Hello everyone, I am Kei and I'm here to talk about database optimization in PostgreSQL
One question before We start.
How do you store data when developing applications these days?
Recently, many small application developers are using so-called NoSQL, such as Firestore.
I myself use Firestore as my main data store for both work and pleasure, so I have recently moved away from the strong SQL and PostgreSQL RDBs that I am familiar with from the past.
But I'm starting to think lately that this is not a very good thing.
Naturally, NoSQL is convenient at first glance because of its fast implementation and transaction speed, but after using it for a long time, you start to realize that the running cost of NoSQL is surprisingly high.
Especially when handling core business data, it is difficult to ensure the relevance of data, and you have to be even more careful. Therefore, I believe that NoSQL cannot be a perfect substitute for RDB, and that it is important to use it where it is essential. There is no silver bullet.

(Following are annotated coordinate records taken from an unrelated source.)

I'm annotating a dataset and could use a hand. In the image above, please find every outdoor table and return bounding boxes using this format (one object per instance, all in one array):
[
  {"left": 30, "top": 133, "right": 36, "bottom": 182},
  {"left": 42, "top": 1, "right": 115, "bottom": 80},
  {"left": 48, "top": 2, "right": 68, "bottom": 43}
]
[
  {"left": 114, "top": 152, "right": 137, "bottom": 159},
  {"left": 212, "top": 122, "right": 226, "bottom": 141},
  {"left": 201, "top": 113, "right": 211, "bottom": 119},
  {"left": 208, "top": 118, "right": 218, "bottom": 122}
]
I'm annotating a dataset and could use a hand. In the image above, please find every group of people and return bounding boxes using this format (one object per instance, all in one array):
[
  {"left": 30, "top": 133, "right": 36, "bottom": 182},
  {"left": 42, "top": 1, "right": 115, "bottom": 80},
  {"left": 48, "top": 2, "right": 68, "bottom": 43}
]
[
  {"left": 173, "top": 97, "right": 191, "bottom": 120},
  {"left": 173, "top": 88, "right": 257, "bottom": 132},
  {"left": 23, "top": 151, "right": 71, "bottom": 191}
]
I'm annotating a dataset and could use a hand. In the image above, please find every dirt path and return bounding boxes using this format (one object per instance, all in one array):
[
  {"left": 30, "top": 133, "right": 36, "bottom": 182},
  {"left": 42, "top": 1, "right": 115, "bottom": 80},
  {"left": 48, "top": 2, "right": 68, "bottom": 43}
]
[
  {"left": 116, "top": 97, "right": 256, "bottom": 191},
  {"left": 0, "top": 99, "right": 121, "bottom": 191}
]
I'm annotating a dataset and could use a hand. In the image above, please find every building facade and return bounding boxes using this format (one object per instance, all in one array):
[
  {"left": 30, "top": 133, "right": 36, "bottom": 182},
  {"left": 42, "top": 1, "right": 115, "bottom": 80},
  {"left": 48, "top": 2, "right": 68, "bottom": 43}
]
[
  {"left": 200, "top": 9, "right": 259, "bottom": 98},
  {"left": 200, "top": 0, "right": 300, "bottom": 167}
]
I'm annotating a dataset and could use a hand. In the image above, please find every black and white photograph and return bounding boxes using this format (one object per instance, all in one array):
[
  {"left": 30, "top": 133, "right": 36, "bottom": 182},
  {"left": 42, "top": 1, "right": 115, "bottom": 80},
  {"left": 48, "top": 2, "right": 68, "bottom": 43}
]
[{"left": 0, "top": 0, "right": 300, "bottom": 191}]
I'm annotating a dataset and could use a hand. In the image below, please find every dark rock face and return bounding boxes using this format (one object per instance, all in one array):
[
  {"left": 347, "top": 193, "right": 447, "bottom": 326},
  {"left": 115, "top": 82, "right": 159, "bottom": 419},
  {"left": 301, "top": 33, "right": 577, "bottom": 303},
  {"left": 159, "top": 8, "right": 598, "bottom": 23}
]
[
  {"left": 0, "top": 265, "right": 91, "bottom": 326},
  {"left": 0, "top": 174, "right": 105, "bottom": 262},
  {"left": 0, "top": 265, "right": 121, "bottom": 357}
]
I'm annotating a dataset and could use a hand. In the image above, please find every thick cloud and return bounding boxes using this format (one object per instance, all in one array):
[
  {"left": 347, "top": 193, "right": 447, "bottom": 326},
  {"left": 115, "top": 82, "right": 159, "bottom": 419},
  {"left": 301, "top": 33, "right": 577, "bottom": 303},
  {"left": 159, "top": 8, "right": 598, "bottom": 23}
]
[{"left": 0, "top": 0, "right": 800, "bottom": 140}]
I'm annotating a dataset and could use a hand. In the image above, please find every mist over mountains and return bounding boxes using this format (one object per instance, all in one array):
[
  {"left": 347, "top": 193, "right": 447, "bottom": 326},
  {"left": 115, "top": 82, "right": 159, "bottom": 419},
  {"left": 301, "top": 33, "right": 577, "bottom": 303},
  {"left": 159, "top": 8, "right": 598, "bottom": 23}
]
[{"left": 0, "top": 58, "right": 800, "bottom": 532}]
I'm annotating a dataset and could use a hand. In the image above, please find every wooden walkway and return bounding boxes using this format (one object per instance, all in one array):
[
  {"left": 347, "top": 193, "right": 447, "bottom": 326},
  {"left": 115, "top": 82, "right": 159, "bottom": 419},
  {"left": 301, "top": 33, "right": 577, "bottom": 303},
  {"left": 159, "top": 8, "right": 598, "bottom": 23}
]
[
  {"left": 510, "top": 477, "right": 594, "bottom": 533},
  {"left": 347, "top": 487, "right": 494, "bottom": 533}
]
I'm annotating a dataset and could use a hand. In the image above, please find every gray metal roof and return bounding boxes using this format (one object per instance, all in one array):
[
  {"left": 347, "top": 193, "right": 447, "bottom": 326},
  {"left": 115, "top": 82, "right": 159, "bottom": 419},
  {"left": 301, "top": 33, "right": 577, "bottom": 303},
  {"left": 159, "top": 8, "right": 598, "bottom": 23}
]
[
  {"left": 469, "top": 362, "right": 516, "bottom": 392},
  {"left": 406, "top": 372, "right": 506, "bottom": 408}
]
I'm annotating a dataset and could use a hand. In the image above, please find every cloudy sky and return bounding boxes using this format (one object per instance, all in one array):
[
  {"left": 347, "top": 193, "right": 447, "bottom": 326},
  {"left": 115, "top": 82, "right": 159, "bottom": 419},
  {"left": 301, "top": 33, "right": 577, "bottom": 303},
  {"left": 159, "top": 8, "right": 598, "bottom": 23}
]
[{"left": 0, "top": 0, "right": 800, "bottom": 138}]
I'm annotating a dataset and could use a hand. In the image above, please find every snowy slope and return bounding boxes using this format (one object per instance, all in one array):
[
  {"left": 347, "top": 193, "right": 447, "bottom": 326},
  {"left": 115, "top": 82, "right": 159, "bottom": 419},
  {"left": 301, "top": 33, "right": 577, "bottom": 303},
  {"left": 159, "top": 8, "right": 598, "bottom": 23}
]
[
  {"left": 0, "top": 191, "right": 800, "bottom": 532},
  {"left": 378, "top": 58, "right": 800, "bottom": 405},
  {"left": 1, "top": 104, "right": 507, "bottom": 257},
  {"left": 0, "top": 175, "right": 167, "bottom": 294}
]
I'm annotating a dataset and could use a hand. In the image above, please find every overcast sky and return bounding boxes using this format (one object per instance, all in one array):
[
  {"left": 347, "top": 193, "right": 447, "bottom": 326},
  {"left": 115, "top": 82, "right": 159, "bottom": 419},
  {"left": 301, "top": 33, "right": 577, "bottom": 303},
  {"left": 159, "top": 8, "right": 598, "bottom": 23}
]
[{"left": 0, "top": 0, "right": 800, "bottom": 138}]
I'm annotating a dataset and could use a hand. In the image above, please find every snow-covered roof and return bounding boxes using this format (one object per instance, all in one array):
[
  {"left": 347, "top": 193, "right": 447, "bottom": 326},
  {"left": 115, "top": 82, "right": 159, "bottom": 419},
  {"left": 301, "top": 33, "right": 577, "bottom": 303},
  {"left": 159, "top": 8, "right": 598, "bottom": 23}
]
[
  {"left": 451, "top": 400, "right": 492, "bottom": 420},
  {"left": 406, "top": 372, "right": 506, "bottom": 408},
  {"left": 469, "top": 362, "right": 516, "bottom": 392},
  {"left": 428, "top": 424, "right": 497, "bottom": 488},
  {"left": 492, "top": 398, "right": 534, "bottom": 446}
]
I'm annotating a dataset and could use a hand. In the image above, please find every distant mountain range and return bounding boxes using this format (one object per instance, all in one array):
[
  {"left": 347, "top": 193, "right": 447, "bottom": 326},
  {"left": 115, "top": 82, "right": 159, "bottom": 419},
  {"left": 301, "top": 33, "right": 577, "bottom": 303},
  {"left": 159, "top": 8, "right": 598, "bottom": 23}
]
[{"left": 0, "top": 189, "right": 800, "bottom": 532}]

So, recently I've been switching where to store data from Firestore to PostgreSQL for some of my projects, but it's been a few years since I've used it and I've forgotten a lot of things, so I wanted to relearn some things.
So, I'm going to share some SQL How To's with a focus on improving database performance over the next few posts. (By the way, I will be using PostgreSQL.
Flow of Query
Now, since this is the first article in this series, let's start with what we are most likely to work on when performing database performance: query optimization.
To do this, the most important thing is to understand how DMBS receives and evaluates queries.
Raghu Ramakrishnan, Johannes Gehrke, Database Management System 3rd ed, McGraw-Hill, 2002, p.405
The figure above simulates the query processing flow.
- Parser
The role of the parser is to parse SQL statements. The parser parses the SQL statements that we normally write and execute, and checks them for syntax errors. After parsing is complete, the parser also converts the SQL to a format that can be processed by a DBMS.
- Optimizer
The Optimizer, as the name implies, creates the best way to access the data, and it selects the least expensive execution plan based on various conditions such as the presence or absence of Indexes, the degree of data distribution, and information on the internal parameters of the DBMS itself.
- Catalog Manager
The information needed to develop an execution plan in Optimizer is done through the Catalog Manager. The Catalog Manager stores statistical information about the tables, for example, the number of records.
- Plan Evaluation
After the Optimizer has generated the execution plans from the SQL statements, it is responsible for selecting the best plan from these execution plans. Unfortunately, the plan selected by Plan Evaluation is not always the best.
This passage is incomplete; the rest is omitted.